The group of islands that constitute the state of Hawaii sits atop some of the highest volcanic mountains in the world, and particularly in the case of the big island of Hawaii, the landmasses are still being formed by volcanic activity.
The islands are too young to have coal or oil deposits, and since it became a state in 1959 – and even before – Hawaii has depended on imported coal and petroleum to fuel electric plants.
With the adoption of the Hawaii Clean Energy Initiative (HCEI) in 2008, in partnership with the U.S. Department of Energy, the state began shifting its energy dependence toward renewable resources.

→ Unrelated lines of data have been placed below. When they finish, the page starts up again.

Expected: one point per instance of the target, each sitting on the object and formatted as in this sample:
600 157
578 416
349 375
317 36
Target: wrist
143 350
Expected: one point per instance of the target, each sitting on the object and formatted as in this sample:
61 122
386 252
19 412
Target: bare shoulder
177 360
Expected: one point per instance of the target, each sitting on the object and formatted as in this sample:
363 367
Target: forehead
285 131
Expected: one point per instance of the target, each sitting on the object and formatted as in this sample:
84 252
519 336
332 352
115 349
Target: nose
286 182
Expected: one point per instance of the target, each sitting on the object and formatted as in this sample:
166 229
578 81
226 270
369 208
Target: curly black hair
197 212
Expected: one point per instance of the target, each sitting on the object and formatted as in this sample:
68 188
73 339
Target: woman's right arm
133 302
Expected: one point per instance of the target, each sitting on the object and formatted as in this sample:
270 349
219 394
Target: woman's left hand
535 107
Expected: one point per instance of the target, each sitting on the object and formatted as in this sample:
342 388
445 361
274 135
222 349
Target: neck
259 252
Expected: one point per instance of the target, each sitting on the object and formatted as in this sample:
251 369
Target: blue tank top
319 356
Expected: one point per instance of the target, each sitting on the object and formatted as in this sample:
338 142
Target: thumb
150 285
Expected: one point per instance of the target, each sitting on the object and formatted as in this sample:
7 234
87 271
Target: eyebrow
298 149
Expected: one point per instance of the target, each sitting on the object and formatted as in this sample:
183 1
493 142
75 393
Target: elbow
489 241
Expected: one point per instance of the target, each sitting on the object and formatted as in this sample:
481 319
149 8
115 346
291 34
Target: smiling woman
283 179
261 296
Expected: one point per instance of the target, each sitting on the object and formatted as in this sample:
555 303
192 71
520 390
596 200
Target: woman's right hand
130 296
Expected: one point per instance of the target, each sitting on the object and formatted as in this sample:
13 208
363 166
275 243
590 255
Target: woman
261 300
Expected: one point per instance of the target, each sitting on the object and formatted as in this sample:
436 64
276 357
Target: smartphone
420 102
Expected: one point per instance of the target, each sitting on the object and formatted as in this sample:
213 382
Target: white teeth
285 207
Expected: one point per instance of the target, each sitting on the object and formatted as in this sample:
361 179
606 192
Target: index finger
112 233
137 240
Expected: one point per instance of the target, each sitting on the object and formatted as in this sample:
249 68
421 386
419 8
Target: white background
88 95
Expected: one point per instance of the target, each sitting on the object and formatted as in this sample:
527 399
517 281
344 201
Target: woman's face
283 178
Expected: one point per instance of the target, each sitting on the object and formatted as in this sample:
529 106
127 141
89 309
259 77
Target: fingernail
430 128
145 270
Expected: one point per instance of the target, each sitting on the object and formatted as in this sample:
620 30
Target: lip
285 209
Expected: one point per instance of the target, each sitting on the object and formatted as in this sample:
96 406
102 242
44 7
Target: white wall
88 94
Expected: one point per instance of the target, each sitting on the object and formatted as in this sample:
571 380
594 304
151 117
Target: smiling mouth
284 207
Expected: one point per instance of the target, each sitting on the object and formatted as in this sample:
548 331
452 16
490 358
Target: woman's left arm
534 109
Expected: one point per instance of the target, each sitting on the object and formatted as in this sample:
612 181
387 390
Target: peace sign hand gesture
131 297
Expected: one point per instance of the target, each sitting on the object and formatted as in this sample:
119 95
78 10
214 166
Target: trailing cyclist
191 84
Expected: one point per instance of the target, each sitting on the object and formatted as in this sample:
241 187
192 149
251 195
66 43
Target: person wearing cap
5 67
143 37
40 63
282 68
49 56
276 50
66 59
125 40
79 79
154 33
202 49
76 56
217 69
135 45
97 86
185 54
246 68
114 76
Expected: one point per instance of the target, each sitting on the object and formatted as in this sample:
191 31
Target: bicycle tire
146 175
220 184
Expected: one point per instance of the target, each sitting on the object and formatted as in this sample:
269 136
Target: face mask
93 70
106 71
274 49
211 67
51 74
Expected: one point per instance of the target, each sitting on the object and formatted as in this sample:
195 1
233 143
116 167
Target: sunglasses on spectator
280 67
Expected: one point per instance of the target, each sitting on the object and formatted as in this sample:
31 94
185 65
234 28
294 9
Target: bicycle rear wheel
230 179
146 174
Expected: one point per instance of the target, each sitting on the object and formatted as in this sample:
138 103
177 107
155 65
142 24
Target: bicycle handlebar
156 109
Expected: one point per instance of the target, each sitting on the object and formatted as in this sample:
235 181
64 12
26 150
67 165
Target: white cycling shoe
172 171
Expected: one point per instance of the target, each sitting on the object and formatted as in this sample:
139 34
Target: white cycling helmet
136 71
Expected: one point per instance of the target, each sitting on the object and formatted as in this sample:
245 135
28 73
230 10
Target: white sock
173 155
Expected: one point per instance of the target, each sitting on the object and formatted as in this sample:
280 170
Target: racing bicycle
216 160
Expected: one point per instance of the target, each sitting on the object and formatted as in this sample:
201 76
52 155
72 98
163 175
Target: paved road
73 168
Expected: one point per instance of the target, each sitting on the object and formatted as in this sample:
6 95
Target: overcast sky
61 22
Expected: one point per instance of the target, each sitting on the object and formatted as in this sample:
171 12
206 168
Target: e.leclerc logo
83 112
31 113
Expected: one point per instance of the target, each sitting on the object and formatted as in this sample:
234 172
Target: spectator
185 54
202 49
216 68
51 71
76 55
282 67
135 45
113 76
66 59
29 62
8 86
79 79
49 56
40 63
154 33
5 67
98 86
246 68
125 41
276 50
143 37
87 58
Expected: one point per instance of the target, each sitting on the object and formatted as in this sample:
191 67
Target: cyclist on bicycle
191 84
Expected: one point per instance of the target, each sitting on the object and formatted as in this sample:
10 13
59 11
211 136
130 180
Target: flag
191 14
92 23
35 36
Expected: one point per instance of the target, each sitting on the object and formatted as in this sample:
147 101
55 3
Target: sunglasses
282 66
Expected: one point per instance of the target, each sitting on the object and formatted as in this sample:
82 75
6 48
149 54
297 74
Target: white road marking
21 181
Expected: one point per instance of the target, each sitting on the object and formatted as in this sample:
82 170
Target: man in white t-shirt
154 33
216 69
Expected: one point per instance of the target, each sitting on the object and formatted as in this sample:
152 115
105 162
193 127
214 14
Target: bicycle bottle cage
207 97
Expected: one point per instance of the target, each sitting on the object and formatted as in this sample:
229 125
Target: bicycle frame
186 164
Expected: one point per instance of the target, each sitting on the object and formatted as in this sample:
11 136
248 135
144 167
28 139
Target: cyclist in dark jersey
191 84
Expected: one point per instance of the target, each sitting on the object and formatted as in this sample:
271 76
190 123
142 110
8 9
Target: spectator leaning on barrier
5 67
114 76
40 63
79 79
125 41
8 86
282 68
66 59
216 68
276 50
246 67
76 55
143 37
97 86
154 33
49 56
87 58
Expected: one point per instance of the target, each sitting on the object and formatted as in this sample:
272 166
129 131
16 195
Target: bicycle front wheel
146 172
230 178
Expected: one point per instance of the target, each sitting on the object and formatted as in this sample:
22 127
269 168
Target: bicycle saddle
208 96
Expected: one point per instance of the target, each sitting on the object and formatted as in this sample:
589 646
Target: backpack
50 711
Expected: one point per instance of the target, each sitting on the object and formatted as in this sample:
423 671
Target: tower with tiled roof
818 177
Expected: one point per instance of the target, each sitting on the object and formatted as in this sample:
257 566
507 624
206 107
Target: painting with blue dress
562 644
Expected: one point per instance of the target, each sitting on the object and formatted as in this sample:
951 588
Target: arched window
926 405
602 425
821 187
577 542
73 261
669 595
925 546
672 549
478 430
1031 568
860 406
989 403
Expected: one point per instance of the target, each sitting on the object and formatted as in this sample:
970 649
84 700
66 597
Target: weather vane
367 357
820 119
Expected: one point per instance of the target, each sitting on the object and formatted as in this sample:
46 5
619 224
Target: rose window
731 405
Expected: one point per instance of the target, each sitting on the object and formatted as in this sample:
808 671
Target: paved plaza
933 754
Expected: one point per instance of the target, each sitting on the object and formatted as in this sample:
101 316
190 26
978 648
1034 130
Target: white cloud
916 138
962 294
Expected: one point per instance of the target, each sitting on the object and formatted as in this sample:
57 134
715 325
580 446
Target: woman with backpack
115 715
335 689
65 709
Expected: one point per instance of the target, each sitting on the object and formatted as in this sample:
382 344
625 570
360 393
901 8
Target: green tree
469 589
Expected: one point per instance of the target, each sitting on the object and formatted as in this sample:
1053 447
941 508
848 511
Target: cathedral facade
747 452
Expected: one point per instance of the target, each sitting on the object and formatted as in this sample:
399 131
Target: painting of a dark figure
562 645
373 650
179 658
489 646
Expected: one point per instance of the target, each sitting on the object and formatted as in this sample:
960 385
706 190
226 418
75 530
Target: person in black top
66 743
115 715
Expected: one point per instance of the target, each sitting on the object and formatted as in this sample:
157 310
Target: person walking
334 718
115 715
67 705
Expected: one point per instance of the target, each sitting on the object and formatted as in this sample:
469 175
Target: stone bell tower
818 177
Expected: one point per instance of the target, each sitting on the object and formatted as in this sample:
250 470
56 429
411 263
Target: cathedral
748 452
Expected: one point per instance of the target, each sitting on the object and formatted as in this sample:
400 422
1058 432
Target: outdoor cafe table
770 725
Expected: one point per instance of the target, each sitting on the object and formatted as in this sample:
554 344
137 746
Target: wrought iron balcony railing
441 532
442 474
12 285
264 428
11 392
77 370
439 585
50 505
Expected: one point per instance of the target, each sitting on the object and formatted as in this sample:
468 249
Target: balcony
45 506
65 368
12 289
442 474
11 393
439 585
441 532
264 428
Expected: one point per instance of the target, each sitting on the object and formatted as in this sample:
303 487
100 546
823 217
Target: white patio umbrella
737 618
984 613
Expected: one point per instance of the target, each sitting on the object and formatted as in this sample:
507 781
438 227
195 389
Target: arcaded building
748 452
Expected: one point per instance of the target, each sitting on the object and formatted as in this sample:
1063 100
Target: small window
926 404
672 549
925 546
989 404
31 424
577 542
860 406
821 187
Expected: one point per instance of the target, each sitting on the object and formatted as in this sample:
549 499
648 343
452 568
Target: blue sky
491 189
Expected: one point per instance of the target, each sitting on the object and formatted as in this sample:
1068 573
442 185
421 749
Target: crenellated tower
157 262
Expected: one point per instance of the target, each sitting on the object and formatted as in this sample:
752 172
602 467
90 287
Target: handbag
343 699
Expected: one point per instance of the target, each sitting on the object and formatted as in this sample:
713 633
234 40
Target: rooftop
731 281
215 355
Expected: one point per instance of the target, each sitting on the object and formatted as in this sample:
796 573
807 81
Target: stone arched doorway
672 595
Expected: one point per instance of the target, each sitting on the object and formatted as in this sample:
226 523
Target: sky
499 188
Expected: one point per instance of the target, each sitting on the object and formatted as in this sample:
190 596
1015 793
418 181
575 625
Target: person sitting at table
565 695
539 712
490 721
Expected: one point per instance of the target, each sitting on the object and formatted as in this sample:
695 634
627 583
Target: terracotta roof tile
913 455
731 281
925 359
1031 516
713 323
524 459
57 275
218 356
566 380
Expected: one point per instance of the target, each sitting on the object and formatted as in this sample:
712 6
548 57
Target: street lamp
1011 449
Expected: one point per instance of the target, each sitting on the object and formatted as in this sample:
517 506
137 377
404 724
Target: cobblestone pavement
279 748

The state legislature made a bold move in 2015 by committing to generate 100 percent of its electricity from renewable resources by 2045. Since that decision, the percentage of Hawaii's electricity generated by fossil fuels has been declining.
Petroleum and Coal
In 2018, Hawaii had two crude oil refineries located in the Honolulu port area of the island of Oahu, but the U.S. Energy Information Administration (EIA) reported in 2017 that one was about to cease operations and sell its equipment to the other refinery.
According to the EIA, the crude came from Russia and other Pacific Rim suppliers, as well as from Africa and the Middle East. For the two decades prior to 2014, petroleum supplied three-quarters of Hawaii's electricity, but by 2017, that fraction had fallen to two-thirds.
Hawaii has only one coal-fired electric plant, located on the island of Oahu, and it produces about 180 megawatts a year, which represented about one-seventh of Hawaii's electrical consumption in 2017. Hawaiian Electric Company (HECO) supplies power to each of the main islands except Kauai, which has an electric cooperative. Each island has its own power grid and must generate its own electricity.
The Waves of the Future
Hawaii doesn't have any coal or oil of its own, but it does have significant natural resources, including some that aren't available elsewhere. It's one of only seven states with a utility-grade geothermal plant, which is located on Kilauea Volcano on the Big Island. It supplied almost one-quarter of the island's electricity, but it had to be shut down in 2018 when the volcano erupted and is expected to re-open in 2020.
Studies have also shown that wave energy in the ocean that surrounds the islands has the potential to generate a significant amount of energy. In addition, thermal currents in the ocean water can also be harnessed for electricity. Deep, cooler currents can also be drawn to the surface to provide cooling for nearby communities, thus reducing the need for air conditioning.
Visible Light Uses, Wind and Water
Hawaii's largest solar farm went online in 2017, generating 28 megawatts and effectively doubling the amount of solar electricity available on the islands. In addition, about half the households in the state (220,000 households), had solar panels installed in 2018, and state building codes require all new homes to have solar water heaters.
Solar panels convert visible light energy from the sun, as well as ultraviolet light, into electricity by virtue of the photovoltaic effect. In addition, Hawaii has over 120 wind turbines that convert its abundant onshore and offshore wind resources into 200 megawatts of electricity. In rural parts of the state, biomass such as sugarcane is converted into electricity.
Owing to its relatively small waterways, Hawaii doesn't generate much hydroelectric power, but a new hydroelectric plant came online on Kauai in 2019 to supply 6 megawatts annually. The Kauai Island Utility Cooperative is planning to integrate hydroelectric and solar generating stations to supply supplemental nighttime peak energy demands in the near future.